Serasanambati Mamatha, Chilakapati Shanmuga Reddy, Manikonda Pavan Kumar, Kanala Jagadeeswara Reddy, Chilakapati Damodar Reddy
a Department of Biochemistry , S. V. University , Sugen Life Sciences Pvt Ltd, #4/86, S.V. Nagar, Perumalla Palli, Tirupati 517505 , Andhra Pradesh , India.
Nat Prod Res. 2015;29(5):484-90. doi: 10.1080/14786419.2014.951932. Epub 2014 Aug 28.

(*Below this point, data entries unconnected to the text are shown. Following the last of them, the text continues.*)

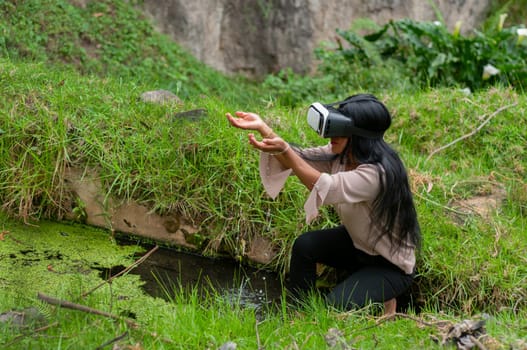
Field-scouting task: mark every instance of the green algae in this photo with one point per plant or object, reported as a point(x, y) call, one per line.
point(58, 258)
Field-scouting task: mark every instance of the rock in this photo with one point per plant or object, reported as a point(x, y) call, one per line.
point(159, 96)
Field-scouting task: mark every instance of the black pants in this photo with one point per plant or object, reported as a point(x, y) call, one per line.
point(371, 278)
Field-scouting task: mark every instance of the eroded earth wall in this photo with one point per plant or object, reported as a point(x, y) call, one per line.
point(256, 37)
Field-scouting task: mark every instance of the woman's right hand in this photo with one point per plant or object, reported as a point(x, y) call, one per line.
point(247, 121)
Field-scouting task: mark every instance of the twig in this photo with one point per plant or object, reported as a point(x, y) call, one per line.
point(259, 345)
point(41, 329)
point(69, 305)
point(135, 264)
point(111, 341)
point(472, 132)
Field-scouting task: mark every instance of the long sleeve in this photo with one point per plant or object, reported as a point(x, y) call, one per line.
point(272, 174)
point(349, 187)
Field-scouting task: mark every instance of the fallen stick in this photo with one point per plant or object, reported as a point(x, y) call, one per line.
point(135, 264)
point(69, 305)
point(472, 132)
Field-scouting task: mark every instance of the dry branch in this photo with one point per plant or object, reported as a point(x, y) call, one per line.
point(135, 264)
point(473, 131)
point(69, 305)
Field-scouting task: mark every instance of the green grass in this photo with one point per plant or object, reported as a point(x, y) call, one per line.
point(185, 319)
point(70, 86)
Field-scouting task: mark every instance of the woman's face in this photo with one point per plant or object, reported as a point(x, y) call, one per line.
point(338, 144)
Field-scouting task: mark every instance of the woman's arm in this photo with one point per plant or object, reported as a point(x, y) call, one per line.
point(273, 144)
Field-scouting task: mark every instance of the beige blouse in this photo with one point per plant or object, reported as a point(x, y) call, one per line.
point(350, 192)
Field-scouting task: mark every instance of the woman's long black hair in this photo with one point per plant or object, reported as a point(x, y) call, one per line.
point(393, 209)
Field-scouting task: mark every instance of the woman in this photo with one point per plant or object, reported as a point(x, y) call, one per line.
point(365, 180)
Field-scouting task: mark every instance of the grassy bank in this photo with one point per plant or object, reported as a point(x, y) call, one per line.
point(53, 267)
point(205, 170)
point(70, 98)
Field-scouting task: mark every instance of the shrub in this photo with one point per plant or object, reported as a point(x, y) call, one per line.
point(433, 56)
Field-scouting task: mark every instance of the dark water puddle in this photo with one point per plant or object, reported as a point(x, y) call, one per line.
point(167, 272)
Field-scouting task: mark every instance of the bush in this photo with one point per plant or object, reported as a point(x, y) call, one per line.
point(432, 56)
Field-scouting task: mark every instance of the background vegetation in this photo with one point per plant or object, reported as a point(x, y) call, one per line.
point(70, 78)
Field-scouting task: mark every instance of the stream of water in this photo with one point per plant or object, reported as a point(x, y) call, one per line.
point(167, 270)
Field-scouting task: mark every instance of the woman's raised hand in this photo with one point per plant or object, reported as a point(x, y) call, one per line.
point(247, 121)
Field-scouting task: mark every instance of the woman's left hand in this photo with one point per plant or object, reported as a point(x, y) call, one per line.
point(274, 145)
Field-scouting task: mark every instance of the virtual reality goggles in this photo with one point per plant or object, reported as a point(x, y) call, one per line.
point(329, 122)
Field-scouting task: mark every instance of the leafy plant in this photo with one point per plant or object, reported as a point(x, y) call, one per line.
point(432, 56)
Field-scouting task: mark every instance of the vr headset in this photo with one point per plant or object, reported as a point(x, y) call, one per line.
point(329, 122)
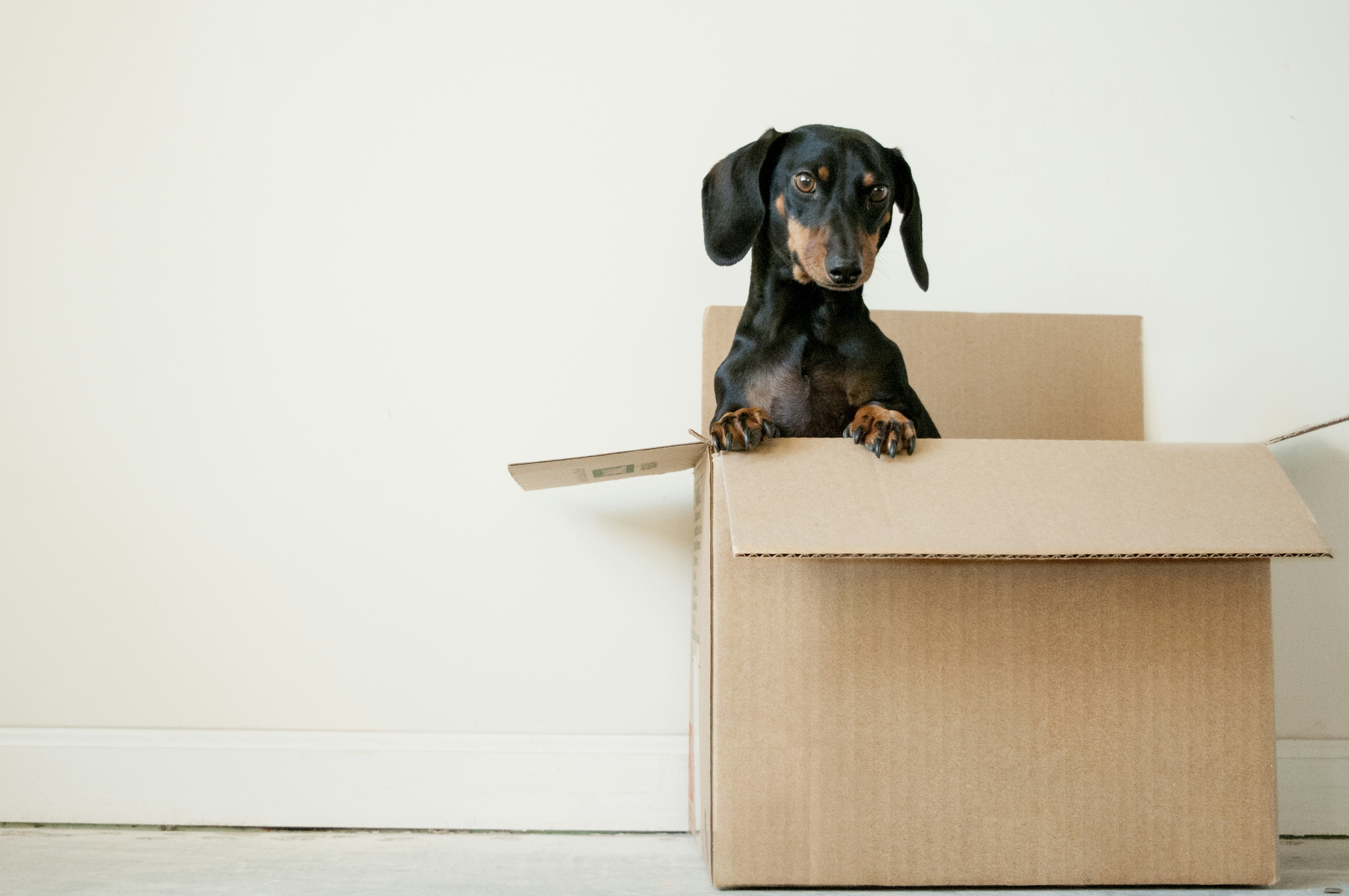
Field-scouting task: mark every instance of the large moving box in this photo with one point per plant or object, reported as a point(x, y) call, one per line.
point(1003, 660)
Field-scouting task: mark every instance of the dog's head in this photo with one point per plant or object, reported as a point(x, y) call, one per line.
point(826, 199)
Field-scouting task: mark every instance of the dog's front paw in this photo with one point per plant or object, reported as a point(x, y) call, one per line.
point(744, 430)
point(882, 431)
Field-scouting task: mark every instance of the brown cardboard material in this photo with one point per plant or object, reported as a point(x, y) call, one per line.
point(882, 697)
point(1000, 376)
point(992, 498)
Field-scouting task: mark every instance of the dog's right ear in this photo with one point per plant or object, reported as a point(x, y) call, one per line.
point(733, 202)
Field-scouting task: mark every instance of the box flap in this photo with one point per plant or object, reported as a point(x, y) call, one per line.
point(621, 465)
point(1011, 500)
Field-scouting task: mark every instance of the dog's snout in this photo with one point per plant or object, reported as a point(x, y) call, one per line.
point(845, 273)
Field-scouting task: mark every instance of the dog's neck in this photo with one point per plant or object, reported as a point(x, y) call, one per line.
point(780, 305)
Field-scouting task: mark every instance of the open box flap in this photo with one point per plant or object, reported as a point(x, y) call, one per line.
point(1008, 498)
point(621, 465)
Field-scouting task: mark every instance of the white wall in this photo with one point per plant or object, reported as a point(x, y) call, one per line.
point(285, 287)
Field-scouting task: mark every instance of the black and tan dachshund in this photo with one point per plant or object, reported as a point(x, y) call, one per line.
point(815, 204)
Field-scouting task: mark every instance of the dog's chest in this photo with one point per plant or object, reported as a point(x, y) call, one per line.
point(807, 393)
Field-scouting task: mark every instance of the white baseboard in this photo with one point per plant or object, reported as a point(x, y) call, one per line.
point(495, 782)
point(344, 779)
point(1313, 787)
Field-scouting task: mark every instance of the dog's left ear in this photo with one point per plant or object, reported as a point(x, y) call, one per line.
point(733, 202)
point(911, 230)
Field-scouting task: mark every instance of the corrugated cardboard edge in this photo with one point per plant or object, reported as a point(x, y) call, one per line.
point(1306, 430)
point(616, 465)
point(1035, 557)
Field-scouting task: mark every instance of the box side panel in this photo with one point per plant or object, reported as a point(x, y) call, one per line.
point(701, 664)
point(954, 724)
point(966, 498)
point(1024, 376)
point(1000, 376)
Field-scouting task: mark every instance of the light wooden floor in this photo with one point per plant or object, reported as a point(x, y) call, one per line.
point(67, 861)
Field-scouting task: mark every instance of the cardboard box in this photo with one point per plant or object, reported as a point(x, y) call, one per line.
point(1037, 652)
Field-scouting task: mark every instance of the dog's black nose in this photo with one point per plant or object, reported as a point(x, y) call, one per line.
point(846, 273)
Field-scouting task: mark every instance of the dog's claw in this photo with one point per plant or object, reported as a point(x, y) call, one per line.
point(742, 430)
point(883, 431)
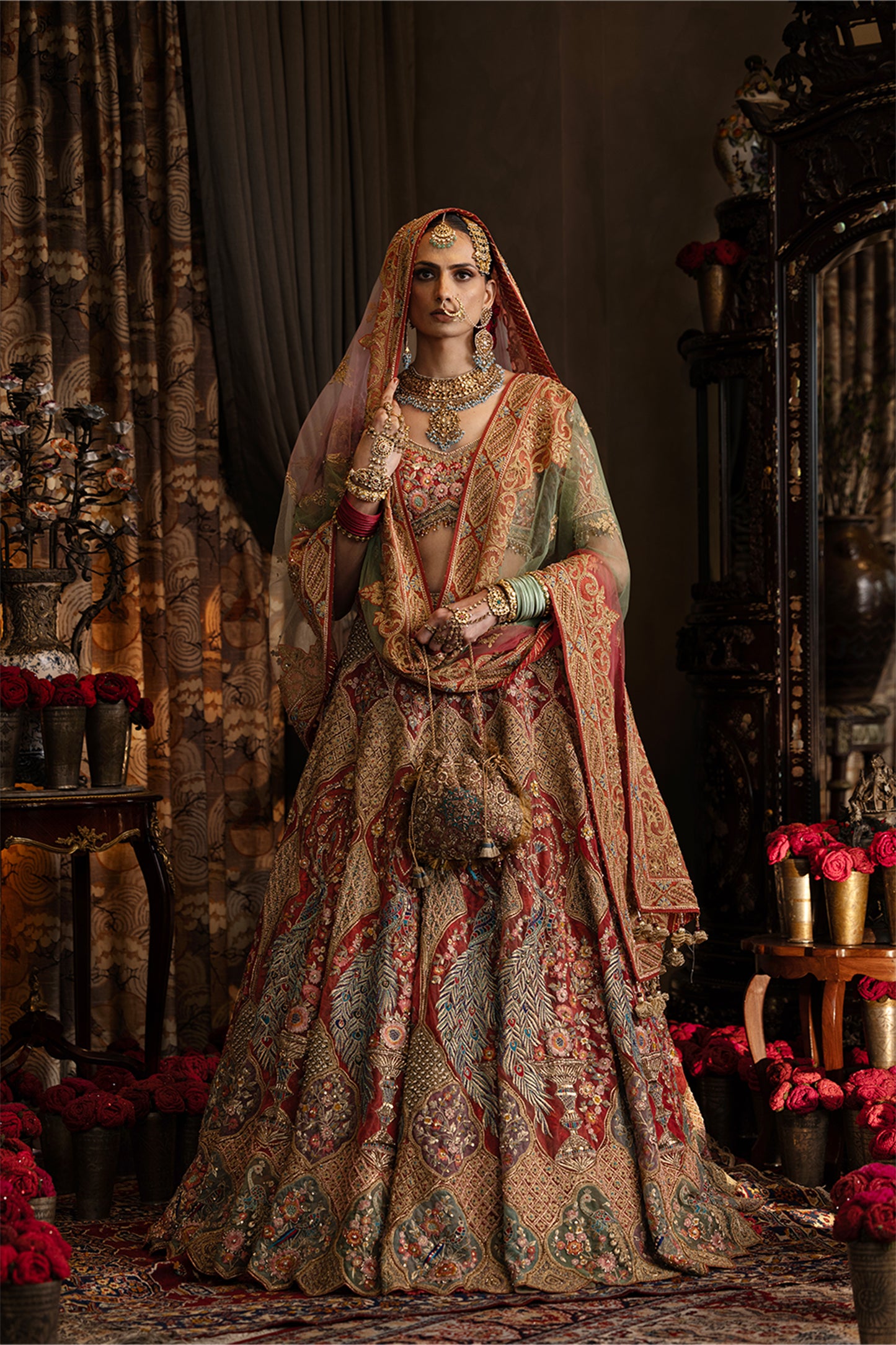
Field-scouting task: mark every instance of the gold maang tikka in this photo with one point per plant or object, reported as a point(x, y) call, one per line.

This study was designed to investigate the combination effects of brucine and gemcitabine, each with anticancer properties, in MCF-7 human breast cancer cells in culture. With regard to cell viability, effects of both the drugs and their combinations were inversely proportional to dose and time. For various proportional drug combinations studied, combination effects were analysed using CompuSyn software. The analyses revealed synergistic and/or additive effects regarding cell viability, anchorage-independent growth and cell migration. Combination analyses exhibited diversified impacts of the type of combination treatment, namely pretreatment with either drug followed by exposure to the other, or treatment with both drugs at the same time. Compared with untreated cells, combination treatment of asynchronised MCF-7 cells resulted in 17.2 × decrease in G2 phase, increasing G1 (2.1 × ) and S (1.5 × ) phase cells in cell cycle analysis. Brucine, either individually or in combination, but not gemcitabine, inhibited NF-kB subunit (p65) expression in MCF-7 cells.
本研究旨在探讨具有抗癌特性的马钱子碱和吉西他滨在培养的MCF-7人乳腺癌细胞中的联合效应。关于细胞活力,两种药物及其组合的效应与剂量和时间成反比。对于所研究的各种比例的药物组合,使用CompuSyn软件分析联合效应。分析显示,在细胞活力、非锚定依赖性生长和细胞迁移方面存在协同和/或相加效应。联合分析显示联合治疗类型具有多样化的影响,即先用一种药物预处理,然后再接触另一种药物,或同时使用两种药物进行治疗。与未处理的细胞相比,异步MCF-7细胞的联合治疗导致细胞周期分析中G2期细胞减少17.2倍,G1期(2.1倍)和S期(1.5倍)细胞增加。马钱子碱单独或联合使用均可抑制MCF-7细胞中NF-κB亚基(p65)的表达,而吉西他滨则无此作用。